Fortísimo el calor que tuvieron que soportar todos los componentes del desfile procesional en su primer tramo, al discurrir por el Paseo sin una pizca de sombra, lo que hizo que se dispusiera de un punto de avituallamiento de agua al comienzo del paseo de Consolación, esto hizo que se retrasara su llegada al Centro de Día de los Mayores, el hogar del pensionista de toda la vida, en cerca de media hora, y que los nazarenos no llevaran el cirio en la cintura hasta que no anocheció evitando que se doblaran por la calor. Pero esta no fue capaz de que la devoción del pueblo utrerano hacia estos Sagrados Titulares se viera mitigada, todo absolutamente todo el recorrido estaba lleno para contemplar la Cofradía.
A los tradicionales puntos álgidos de años anteriores del discurrir de esta cofradía, Centro de Mayores, donde este año se vio como la saeta no tiene edad y desde la juventud de Consolación García hasta la madurez de María Marcha saben rezar cantando a los Cristos y Vírgenes de Utrera, Carrera Oficial, parroquia de Santa María, este año se ha unido uno nuevo, las saetas que interpretada por Rosa Marín en el Monumento a los Quinteros del parque Consolación.
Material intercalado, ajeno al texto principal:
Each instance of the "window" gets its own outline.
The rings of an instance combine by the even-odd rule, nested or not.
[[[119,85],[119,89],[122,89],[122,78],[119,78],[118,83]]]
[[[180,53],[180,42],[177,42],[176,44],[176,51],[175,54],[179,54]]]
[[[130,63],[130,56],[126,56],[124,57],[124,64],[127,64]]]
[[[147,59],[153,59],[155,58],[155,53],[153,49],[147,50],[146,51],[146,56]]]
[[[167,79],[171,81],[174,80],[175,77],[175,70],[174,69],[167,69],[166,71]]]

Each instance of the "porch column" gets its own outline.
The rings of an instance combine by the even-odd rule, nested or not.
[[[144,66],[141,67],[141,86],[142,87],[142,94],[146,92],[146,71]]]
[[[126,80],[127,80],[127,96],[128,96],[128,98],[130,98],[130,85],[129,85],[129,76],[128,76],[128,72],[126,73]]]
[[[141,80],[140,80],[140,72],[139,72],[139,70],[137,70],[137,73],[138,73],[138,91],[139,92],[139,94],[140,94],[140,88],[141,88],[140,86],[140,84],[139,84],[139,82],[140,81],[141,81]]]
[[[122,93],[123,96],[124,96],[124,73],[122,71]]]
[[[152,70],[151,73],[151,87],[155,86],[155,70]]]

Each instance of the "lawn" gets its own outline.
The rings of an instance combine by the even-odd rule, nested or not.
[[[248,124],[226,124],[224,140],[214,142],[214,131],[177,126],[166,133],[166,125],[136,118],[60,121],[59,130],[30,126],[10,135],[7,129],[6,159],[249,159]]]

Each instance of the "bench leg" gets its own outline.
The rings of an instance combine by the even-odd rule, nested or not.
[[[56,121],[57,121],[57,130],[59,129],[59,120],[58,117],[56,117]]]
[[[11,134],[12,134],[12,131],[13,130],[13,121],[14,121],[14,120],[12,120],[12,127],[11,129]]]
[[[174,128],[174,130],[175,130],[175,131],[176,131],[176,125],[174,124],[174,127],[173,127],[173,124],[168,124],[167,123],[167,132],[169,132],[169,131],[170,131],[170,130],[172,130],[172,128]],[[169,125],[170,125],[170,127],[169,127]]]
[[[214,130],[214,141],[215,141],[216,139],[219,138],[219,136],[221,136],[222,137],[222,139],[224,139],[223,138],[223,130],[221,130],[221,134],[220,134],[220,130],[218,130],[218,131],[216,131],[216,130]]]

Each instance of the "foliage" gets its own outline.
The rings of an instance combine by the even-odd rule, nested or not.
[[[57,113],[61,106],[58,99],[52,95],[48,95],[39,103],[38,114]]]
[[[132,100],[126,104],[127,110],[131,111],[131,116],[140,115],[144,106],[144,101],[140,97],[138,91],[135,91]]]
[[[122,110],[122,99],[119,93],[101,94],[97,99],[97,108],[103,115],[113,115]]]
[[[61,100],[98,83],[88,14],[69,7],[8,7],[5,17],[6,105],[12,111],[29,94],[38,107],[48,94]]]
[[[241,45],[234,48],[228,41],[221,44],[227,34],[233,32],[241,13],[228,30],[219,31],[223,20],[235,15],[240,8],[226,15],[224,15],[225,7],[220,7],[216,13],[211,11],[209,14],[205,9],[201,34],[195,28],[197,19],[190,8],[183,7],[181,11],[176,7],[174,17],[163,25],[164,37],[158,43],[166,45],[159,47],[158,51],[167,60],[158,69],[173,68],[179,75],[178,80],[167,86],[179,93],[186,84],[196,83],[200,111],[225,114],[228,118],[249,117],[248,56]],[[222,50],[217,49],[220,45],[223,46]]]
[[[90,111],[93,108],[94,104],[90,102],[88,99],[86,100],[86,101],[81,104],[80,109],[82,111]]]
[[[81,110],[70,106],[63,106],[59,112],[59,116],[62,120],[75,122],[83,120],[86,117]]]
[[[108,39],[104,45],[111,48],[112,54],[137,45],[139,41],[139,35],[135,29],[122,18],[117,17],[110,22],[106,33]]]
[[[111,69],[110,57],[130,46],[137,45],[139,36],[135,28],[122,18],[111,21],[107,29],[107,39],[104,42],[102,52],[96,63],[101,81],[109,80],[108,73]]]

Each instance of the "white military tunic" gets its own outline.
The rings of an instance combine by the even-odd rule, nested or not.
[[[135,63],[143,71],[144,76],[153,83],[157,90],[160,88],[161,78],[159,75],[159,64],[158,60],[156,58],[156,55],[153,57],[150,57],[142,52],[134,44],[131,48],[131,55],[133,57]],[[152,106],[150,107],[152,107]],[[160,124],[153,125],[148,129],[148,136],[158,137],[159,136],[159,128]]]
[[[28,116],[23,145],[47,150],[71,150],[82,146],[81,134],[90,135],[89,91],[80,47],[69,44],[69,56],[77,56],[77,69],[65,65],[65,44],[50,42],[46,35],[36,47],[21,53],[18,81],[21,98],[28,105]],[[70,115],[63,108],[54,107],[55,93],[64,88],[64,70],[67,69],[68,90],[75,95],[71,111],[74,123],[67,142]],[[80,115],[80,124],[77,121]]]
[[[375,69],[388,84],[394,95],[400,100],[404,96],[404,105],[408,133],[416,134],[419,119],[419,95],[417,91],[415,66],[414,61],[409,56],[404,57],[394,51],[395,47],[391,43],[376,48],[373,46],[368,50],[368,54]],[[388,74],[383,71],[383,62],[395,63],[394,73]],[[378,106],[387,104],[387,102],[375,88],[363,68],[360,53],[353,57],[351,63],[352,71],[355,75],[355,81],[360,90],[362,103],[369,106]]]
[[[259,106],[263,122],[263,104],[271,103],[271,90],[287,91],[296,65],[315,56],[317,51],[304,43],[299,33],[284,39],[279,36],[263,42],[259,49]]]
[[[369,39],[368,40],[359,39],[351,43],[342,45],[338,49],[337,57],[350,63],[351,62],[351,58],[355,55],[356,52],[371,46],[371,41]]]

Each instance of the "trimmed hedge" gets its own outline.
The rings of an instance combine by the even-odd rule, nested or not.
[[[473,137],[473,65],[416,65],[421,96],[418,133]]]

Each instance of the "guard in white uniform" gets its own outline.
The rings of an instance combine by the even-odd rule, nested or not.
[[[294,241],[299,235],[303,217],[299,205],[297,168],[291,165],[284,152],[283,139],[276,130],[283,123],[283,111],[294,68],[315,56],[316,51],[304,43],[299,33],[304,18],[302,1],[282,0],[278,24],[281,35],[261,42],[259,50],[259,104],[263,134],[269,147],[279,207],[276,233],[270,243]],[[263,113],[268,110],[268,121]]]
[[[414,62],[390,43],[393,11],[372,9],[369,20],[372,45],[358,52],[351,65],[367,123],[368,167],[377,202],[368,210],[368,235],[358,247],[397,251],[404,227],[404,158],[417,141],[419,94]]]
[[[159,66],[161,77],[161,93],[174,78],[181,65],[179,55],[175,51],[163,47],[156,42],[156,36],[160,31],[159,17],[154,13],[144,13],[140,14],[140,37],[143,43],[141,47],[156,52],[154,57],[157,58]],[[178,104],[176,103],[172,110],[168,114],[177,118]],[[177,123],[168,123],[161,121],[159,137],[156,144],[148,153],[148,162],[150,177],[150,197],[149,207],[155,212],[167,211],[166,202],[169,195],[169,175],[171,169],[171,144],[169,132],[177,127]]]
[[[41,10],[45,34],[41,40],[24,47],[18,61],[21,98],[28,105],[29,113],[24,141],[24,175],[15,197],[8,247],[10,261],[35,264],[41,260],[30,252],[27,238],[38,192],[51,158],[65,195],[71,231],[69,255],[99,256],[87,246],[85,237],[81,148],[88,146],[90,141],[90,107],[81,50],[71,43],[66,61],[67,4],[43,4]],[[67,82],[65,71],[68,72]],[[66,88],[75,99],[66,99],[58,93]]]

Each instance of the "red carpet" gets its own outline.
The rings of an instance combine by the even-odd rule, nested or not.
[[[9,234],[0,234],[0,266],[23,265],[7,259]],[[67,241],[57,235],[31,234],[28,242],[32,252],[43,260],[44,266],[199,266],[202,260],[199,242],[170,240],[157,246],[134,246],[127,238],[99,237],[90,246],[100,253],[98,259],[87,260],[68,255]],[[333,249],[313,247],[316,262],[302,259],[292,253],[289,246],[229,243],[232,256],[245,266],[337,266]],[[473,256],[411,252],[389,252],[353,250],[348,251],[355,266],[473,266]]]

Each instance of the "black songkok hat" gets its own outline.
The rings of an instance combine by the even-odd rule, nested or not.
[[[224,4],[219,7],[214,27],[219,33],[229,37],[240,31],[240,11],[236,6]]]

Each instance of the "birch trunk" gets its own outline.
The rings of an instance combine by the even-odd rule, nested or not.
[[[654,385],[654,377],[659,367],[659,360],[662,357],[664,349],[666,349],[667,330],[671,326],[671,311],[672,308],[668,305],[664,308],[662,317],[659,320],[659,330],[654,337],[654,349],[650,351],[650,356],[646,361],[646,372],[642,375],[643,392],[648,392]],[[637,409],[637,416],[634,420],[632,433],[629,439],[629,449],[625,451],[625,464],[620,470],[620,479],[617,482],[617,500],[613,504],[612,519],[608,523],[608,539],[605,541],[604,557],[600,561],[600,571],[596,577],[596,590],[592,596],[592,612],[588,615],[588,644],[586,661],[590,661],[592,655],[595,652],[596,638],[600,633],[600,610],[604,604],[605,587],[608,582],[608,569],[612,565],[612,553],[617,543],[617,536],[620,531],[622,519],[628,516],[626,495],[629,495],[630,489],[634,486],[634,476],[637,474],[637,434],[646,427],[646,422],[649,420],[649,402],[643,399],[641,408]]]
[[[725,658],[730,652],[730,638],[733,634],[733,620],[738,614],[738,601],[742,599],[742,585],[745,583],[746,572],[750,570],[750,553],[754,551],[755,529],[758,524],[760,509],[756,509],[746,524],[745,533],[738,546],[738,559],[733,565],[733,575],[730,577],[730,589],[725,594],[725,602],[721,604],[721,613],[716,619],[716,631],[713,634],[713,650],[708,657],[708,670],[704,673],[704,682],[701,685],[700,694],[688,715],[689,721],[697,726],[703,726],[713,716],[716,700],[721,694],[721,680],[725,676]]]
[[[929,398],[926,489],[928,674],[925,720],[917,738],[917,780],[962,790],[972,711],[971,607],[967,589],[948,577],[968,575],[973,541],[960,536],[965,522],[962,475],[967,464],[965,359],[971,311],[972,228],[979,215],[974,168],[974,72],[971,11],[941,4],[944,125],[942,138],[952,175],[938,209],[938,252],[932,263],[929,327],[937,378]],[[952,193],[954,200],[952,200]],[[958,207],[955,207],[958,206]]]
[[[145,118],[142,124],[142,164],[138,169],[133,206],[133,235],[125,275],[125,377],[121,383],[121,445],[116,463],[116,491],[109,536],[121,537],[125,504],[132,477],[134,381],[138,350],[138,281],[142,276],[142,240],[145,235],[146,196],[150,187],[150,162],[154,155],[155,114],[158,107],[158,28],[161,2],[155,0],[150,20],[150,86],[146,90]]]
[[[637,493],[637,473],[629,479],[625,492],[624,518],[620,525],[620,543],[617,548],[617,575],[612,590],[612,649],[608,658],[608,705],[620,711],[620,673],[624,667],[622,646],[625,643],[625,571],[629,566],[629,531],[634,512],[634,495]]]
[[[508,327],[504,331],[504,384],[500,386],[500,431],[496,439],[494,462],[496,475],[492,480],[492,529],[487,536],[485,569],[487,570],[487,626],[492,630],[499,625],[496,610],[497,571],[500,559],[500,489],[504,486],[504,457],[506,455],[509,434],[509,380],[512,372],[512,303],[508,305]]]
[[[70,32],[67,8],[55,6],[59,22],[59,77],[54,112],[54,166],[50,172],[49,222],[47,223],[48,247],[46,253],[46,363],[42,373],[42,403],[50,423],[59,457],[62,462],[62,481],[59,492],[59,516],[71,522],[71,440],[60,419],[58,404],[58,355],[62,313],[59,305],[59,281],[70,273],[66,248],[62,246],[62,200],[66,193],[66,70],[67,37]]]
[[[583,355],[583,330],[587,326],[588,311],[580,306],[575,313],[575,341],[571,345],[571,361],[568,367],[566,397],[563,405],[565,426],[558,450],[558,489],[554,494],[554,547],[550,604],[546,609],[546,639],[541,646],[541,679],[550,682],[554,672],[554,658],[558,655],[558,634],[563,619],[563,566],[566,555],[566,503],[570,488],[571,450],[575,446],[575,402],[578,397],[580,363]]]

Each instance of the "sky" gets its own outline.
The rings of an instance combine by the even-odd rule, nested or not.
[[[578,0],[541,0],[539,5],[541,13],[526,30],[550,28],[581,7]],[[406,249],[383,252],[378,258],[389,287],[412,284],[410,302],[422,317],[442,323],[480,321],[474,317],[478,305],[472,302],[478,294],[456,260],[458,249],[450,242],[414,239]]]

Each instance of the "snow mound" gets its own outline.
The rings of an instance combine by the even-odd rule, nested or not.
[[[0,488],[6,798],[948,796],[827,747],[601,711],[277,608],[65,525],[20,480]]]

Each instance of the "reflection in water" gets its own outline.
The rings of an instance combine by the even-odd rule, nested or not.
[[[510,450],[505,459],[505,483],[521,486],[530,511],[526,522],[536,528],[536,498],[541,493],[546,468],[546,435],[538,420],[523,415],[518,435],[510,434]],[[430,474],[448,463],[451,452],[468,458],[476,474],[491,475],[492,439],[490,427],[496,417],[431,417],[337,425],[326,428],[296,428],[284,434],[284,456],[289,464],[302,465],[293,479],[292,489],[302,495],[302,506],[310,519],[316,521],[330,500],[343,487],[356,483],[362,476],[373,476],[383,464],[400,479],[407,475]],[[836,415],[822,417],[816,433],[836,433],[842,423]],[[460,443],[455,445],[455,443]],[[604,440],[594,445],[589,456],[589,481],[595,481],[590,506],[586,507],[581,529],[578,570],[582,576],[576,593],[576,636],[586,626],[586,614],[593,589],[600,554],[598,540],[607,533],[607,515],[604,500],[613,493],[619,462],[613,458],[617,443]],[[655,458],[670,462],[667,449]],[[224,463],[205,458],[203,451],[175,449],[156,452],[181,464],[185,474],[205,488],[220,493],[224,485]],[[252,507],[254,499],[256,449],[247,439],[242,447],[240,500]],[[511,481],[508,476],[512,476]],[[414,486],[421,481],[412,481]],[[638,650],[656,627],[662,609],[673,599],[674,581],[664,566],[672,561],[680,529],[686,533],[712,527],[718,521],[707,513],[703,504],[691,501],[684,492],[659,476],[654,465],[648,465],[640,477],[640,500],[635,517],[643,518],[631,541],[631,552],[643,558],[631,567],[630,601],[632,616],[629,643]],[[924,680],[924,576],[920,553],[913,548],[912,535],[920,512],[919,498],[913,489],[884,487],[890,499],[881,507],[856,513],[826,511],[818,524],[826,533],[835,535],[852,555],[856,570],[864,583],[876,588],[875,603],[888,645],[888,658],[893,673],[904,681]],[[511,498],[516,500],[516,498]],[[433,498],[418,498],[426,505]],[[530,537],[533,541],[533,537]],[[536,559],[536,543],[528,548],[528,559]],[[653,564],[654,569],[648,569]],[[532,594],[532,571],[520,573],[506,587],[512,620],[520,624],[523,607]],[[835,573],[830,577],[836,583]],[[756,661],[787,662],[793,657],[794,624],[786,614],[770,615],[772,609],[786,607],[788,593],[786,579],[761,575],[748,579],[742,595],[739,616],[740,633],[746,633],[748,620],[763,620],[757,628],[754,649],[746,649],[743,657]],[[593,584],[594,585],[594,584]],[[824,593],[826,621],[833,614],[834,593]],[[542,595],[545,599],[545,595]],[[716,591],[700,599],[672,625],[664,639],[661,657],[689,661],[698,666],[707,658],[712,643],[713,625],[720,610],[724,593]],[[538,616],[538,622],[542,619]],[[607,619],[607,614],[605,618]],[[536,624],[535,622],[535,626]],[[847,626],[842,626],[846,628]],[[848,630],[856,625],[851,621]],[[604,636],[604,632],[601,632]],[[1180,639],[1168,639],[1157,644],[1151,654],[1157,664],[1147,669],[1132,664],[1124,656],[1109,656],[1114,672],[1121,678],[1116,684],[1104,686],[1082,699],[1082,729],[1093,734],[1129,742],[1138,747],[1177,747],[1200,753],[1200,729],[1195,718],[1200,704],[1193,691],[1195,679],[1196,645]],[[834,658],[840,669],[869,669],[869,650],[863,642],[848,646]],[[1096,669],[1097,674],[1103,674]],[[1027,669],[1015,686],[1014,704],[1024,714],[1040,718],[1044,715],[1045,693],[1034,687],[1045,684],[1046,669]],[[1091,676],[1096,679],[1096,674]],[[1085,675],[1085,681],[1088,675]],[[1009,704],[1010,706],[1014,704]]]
El Stmo. Cristo del Perdón iba majestuoso en su Cruz que estrenaba este año sobre monte de lilium morados, a las órdenes de Emiliano Alberto y Manuel Valdivieso y como debe de ser con sus Muchachos detrás.
María Stma. De la Amargura, con su exorno floral todo en blanco y con rosas de distintas variedades, llevaban como capataces a José Luis Rioja y Francisco Fernández contaba con el acompañamiento musical del Banda Ciudad de Utrera.
Y si la hdad. pudo recuperar el retraso acumulado, tanto en Ayuntamiento, como en Carrera Oficial, tras pasar por esta se relajó y llego al Santuario de recogida con mas de una hora de retraso y entrando el palio cercana las tres y media de la madruga del ya Martes Santo, lo que no fue ápice para que el publico llenara por completo las inmediaciones del Santuario y acompaña hasta el final a los Muchachos de Consolación en un Espléndido Lunes Santo.